Wallace J. Nichols spent nearly two decades as a marine biologist studying Pacific Ocean sea turtles and working with fishermen in Baja California, Mexico, to protect the turtles from poachers. But in the past five years, he has turned a new page, delving into neuroscience, human behavior and what he calls the “blue mind.”
Nichols, who lives near Santa Cruz, Calif., has come to believe that the best way to protect the oceans and its denizens is to make people value the good feelings that arise from being around water. Since 2011, he has organized a yearly “Blue Mind” conference bringing together researchers studying the human brain and the marine world. His new book, “Blue Mind,” combines personal stories and research studies to describe the healing power of water. He recently spoke by telephone with The Post.
What is the “blue mind”?
It refers to a mildly meditative, relaxed state that we find ourselves in when we are in, on or under water. It’s something I’ve been experiencing and observing my whole life. As marine biologists, we don’t get a chance to talk about that feeling seriously and publicly. Yet it is the reason I became a marine biologist. At the same time, none of the books about water ever talked about the human brain. For several years, I tried to give this away as an idea. This was a pretty big left turn. I dove in and started putting on conferences and inviting the best neuroscientists and pairing them up with aquatic professionals and listening and collecting the conversations.
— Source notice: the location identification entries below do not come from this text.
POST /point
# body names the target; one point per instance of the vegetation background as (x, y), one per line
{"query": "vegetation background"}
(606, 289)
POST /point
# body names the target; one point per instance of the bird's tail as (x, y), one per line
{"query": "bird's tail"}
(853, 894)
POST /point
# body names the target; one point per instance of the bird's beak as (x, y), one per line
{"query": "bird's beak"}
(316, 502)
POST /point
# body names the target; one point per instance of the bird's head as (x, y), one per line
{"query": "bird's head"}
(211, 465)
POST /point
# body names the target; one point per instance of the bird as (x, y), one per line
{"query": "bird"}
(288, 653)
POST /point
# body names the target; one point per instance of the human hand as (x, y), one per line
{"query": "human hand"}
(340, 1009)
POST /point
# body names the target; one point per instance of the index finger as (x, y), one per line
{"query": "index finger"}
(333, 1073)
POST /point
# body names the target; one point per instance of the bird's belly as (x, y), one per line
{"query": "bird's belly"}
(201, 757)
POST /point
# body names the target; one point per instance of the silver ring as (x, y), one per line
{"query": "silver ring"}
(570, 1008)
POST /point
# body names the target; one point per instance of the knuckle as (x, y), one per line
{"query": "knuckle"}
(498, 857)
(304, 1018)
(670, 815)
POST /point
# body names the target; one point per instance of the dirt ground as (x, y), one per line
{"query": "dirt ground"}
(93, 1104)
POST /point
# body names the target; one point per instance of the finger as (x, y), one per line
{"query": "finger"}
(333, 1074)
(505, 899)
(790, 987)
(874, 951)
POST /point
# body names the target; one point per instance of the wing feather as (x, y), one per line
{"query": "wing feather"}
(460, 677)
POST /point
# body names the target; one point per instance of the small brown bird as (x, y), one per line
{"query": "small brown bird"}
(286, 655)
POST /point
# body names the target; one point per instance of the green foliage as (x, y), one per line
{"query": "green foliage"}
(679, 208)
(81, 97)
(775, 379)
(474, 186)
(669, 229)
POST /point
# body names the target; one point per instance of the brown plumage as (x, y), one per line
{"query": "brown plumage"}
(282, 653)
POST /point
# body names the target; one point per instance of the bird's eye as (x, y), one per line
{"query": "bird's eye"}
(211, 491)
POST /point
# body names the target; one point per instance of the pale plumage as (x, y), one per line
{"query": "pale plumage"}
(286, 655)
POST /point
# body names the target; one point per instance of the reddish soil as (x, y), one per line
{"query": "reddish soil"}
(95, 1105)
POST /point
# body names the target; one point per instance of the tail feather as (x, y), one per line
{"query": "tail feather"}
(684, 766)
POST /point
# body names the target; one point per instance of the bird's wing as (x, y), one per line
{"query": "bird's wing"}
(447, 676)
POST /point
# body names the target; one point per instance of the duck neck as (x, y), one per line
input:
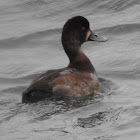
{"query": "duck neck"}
(77, 58)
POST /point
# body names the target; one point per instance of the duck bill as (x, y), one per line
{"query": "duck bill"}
(94, 37)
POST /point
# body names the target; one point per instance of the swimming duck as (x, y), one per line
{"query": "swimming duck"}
(79, 77)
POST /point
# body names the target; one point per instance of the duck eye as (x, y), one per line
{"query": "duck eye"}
(83, 28)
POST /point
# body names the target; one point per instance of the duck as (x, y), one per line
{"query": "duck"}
(79, 78)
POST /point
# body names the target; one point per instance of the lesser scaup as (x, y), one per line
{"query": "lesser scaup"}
(79, 77)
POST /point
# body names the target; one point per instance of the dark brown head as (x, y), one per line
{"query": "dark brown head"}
(75, 32)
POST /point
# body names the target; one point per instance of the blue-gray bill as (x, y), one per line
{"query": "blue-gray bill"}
(94, 37)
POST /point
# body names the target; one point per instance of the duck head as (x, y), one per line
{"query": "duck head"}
(77, 31)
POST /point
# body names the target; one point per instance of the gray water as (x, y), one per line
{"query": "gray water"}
(30, 32)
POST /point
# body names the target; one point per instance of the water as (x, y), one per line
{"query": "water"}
(30, 32)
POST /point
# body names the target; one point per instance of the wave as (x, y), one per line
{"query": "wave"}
(118, 29)
(33, 37)
(121, 29)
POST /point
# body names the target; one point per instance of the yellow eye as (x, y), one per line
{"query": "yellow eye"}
(83, 28)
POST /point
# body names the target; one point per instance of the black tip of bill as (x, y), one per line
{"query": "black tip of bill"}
(94, 37)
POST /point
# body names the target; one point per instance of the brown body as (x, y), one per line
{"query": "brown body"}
(78, 78)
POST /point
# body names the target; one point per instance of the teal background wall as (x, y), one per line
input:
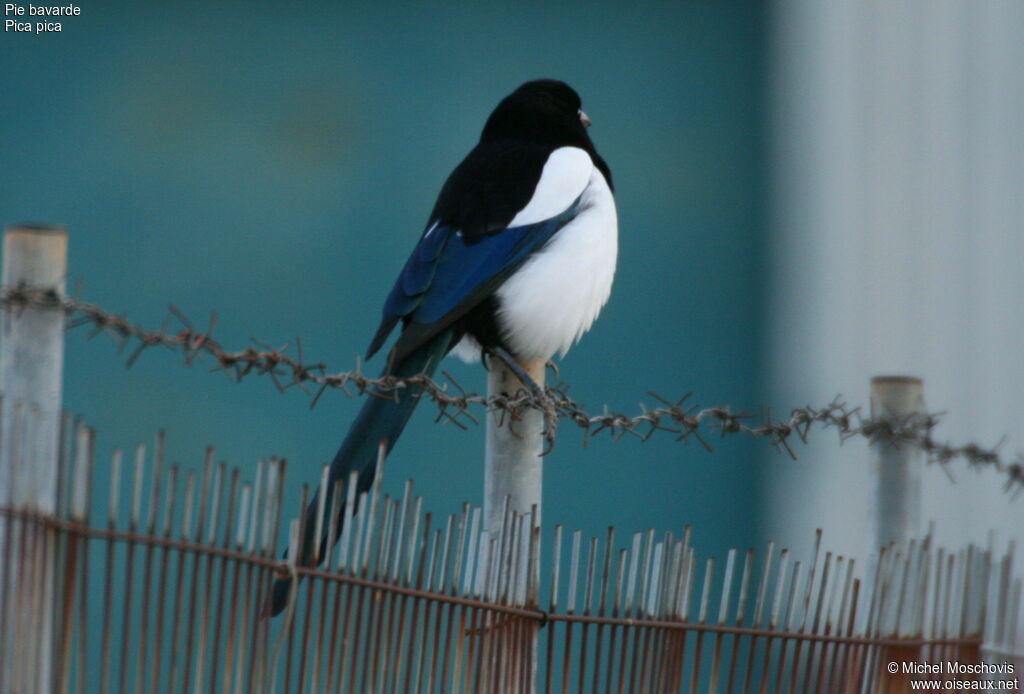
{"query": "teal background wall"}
(275, 164)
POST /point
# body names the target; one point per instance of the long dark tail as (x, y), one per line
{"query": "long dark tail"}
(380, 420)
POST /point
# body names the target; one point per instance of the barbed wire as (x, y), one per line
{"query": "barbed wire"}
(676, 418)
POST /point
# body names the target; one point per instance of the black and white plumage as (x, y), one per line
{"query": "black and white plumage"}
(517, 257)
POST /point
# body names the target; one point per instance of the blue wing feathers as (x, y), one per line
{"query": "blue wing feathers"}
(445, 271)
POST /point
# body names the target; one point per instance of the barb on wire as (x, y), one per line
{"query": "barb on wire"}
(676, 418)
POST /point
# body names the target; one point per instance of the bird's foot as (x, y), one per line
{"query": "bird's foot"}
(541, 397)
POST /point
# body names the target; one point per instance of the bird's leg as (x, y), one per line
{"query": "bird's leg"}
(543, 400)
(528, 383)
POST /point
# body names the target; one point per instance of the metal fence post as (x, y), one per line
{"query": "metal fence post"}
(896, 467)
(513, 449)
(31, 372)
(513, 470)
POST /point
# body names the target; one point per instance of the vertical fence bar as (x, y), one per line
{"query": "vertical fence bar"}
(31, 369)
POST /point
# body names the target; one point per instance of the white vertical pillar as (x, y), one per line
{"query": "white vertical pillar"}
(896, 467)
(31, 372)
(514, 471)
(513, 449)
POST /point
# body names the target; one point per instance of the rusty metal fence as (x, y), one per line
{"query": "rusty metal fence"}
(163, 591)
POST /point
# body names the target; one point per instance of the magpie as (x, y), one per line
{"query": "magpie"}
(515, 261)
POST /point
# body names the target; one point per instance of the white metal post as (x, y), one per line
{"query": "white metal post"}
(513, 471)
(513, 449)
(896, 466)
(31, 373)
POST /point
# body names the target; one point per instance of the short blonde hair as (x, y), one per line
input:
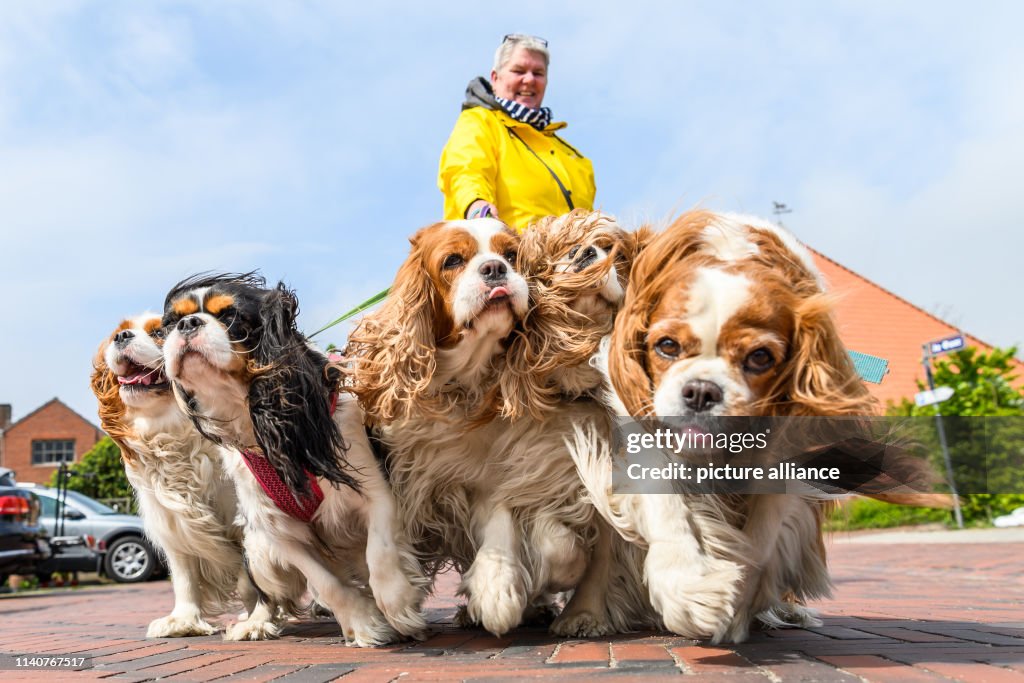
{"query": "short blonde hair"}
(512, 41)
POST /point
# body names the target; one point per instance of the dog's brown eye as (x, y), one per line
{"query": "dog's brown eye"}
(453, 261)
(759, 360)
(667, 347)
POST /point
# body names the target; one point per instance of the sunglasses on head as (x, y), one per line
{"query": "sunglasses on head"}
(517, 37)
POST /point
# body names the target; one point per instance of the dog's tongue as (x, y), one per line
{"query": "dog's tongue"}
(497, 293)
(143, 377)
(135, 378)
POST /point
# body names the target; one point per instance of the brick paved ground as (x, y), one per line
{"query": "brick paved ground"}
(903, 611)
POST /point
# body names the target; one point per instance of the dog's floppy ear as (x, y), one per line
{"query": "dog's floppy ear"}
(820, 379)
(627, 358)
(649, 278)
(290, 399)
(112, 409)
(392, 350)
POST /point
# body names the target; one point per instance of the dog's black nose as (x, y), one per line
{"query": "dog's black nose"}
(700, 395)
(189, 324)
(123, 337)
(494, 270)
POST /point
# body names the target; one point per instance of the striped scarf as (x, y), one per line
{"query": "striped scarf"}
(539, 118)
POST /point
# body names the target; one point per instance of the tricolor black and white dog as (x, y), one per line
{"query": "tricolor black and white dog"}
(312, 496)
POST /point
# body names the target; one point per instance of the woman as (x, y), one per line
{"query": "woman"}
(503, 158)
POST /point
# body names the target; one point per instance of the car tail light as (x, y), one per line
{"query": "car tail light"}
(13, 505)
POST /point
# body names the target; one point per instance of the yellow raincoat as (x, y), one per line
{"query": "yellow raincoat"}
(492, 157)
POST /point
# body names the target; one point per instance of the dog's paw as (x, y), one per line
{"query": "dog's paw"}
(176, 627)
(496, 593)
(694, 599)
(540, 613)
(462, 620)
(368, 628)
(581, 624)
(252, 630)
(787, 614)
(399, 601)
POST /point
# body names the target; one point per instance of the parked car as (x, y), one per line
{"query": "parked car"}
(122, 552)
(23, 538)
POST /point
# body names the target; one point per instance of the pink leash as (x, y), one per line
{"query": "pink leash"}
(302, 507)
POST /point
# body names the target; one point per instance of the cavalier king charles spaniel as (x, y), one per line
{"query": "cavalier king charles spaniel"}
(314, 501)
(578, 265)
(724, 315)
(497, 499)
(185, 498)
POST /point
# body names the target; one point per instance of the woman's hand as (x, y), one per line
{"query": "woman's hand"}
(481, 209)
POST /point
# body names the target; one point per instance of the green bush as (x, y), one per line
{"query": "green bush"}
(99, 474)
(983, 385)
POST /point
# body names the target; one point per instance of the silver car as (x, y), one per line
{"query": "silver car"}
(122, 552)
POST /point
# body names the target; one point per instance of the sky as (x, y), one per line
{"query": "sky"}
(142, 142)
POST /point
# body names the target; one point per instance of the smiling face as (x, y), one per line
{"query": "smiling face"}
(717, 343)
(726, 315)
(523, 78)
(471, 265)
(134, 355)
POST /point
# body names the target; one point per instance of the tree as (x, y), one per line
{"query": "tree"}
(99, 473)
(987, 455)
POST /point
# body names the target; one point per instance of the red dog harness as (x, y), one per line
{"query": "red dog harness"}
(301, 507)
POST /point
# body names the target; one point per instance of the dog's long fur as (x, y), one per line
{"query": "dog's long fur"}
(498, 499)
(185, 498)
(249, 380)
(715, 563)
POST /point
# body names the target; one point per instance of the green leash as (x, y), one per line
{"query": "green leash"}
(870, 369)
(369, 303)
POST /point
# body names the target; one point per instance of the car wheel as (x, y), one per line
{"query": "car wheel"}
(129, 560)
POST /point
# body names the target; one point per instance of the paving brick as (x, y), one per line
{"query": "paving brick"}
(711, 660)
(953, 616)
(640, 654)
(577, 652)
(909, 635)
(973, 672)
(880, 670)
(229, 665)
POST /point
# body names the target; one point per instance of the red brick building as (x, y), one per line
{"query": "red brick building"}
(36, 444)
(873, 321)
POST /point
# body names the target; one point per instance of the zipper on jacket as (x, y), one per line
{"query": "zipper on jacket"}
(565, 193)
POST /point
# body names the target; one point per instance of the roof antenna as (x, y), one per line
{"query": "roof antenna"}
(778, 209)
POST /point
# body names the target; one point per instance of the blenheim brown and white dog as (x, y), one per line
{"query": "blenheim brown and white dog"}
(725, 315)
(249, 380)
(186, 500)
(498, 499)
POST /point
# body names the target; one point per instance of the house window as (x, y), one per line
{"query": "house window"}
(52, 452)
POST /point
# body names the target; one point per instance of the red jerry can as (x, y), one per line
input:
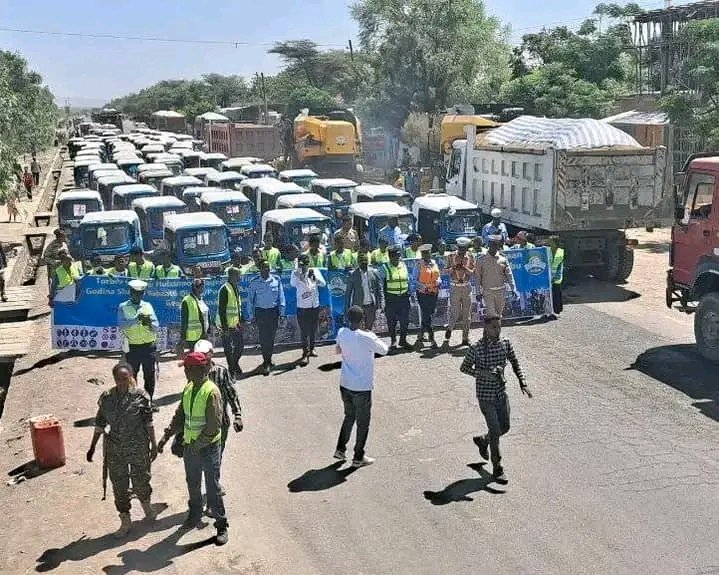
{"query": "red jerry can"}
(47, 442)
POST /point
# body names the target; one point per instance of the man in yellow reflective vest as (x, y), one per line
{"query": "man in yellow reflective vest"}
(557, 274)
(396, 289)
(229, 319)
(194, 316)
(67, 273)
(137, 320)
(139, 267)
(199, 418)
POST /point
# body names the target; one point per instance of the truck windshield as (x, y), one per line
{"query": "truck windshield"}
(232, 213)
(76, 210)
(103, 236)
(461, 223)
(207, 242)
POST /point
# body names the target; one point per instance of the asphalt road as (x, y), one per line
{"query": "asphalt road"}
(613, 465)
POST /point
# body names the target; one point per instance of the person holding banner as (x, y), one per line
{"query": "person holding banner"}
(396, 282)
(306, 281)
(137, 320)
(493, 274)
(428, 281)
(460, 266)
(267, 305)
(229, 320)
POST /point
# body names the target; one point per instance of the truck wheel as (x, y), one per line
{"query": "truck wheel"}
(706, 326)
(626, 264)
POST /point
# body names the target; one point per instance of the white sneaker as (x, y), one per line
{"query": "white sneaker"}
(364, 462)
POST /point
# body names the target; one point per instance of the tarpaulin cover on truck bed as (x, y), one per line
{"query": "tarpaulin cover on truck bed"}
(562, 134)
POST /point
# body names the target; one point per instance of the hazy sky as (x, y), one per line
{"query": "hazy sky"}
(90, 71)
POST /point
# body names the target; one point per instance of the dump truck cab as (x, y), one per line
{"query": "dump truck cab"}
(197, 239)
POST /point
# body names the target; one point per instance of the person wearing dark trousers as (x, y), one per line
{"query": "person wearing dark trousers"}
(266, 306)
(307, 282)
(397, 298)
(229, 320)
(199, 418)
(364, 288)
(485, 361)
(137, 319)
(357, 348)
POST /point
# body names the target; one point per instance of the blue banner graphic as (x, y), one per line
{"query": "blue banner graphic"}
(85, 316)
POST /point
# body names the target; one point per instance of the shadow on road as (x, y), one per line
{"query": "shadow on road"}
(681, 367)
(590, 290)
(83, 548)
(460, 490)
(321, 479)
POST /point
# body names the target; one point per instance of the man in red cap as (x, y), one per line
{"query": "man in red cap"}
(199, 418)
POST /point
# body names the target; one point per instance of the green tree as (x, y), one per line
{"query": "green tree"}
(423, 53)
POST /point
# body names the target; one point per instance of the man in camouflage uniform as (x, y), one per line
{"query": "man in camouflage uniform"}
(129, 447)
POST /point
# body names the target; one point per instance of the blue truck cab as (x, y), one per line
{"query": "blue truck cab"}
(72, 205)
(151, 212)
(371, 220)
(295, 225)
(238, 213)
(197, 239)
(337, 190)
(441, 216)
(105, 235)
(123, 196)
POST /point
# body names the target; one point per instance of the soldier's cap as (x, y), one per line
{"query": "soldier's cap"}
(203, 346)
(137, 285)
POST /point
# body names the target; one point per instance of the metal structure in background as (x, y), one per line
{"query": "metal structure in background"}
(661, 54)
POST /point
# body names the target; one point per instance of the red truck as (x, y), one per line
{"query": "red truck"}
(693, 277)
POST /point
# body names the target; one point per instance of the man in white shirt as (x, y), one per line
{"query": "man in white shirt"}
(306, 281)
(358, 348)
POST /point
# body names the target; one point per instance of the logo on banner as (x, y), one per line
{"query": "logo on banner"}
(535, 265)
(337, 286)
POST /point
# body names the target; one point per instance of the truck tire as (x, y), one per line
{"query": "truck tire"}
(706, 326)
(626, 264)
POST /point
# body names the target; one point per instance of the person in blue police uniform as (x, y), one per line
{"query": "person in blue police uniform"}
(266, 305)
(137, 320)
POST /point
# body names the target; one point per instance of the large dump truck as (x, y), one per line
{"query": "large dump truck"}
(582, 180)
(330, 145)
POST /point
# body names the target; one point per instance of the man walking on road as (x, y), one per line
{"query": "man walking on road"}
(493, 274)
(358, 348)
(199, 417)
(460, 266)
(267, 305)
(486, 361)
(138, 322)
There’s now a huge network of people over the past five years who seem interested in being connected and pushing the research forward and figuring out how to apply it in practical ways.
What’s the connection between human happiness and the ocean?
When we step away from our high-stressed lives and step into nature, we get a shift. Physiologically, our brains and bodies change. We relax, and the quality of our thought changes. A different brain network activates. That brain network is available for a completely different kind of quality of thought which is much more introspective and self-referential. Oftentimes it leads to feelings of connectedness and that can lead to innovative thoughts. Early humans seeking a place to call home and seeing a place overlooking the ocean or river realized that it makes them happy. They said, “This is good, this is right, this is safe and the place to survive and thrive.” For us today, it could be going to a swimming pool or a second-floor balcony on the ocean. If the water is blue and it’s not polluted, you are getting a signal that is probably present in most if not all mammals.
Nineteenth-century doctors used to prescribe a long ocean voyage or beach stay as a cure for many ills. Were they on to something?
Clearly, it worked for some people, and they continue to suggest that. Doctors still do that, and now we know the physiology of stress and that it is implicated in a variety of diseases. Often I will ask people to describe your healing place, [and they will say] it’s a place with water. They will say, “I’m sitting at the dock, or on the water.” That’s what people think of when they think of reducing stress. Go there literally or in their imagination. Sometimes imagining the place will help you more than going to the place itself.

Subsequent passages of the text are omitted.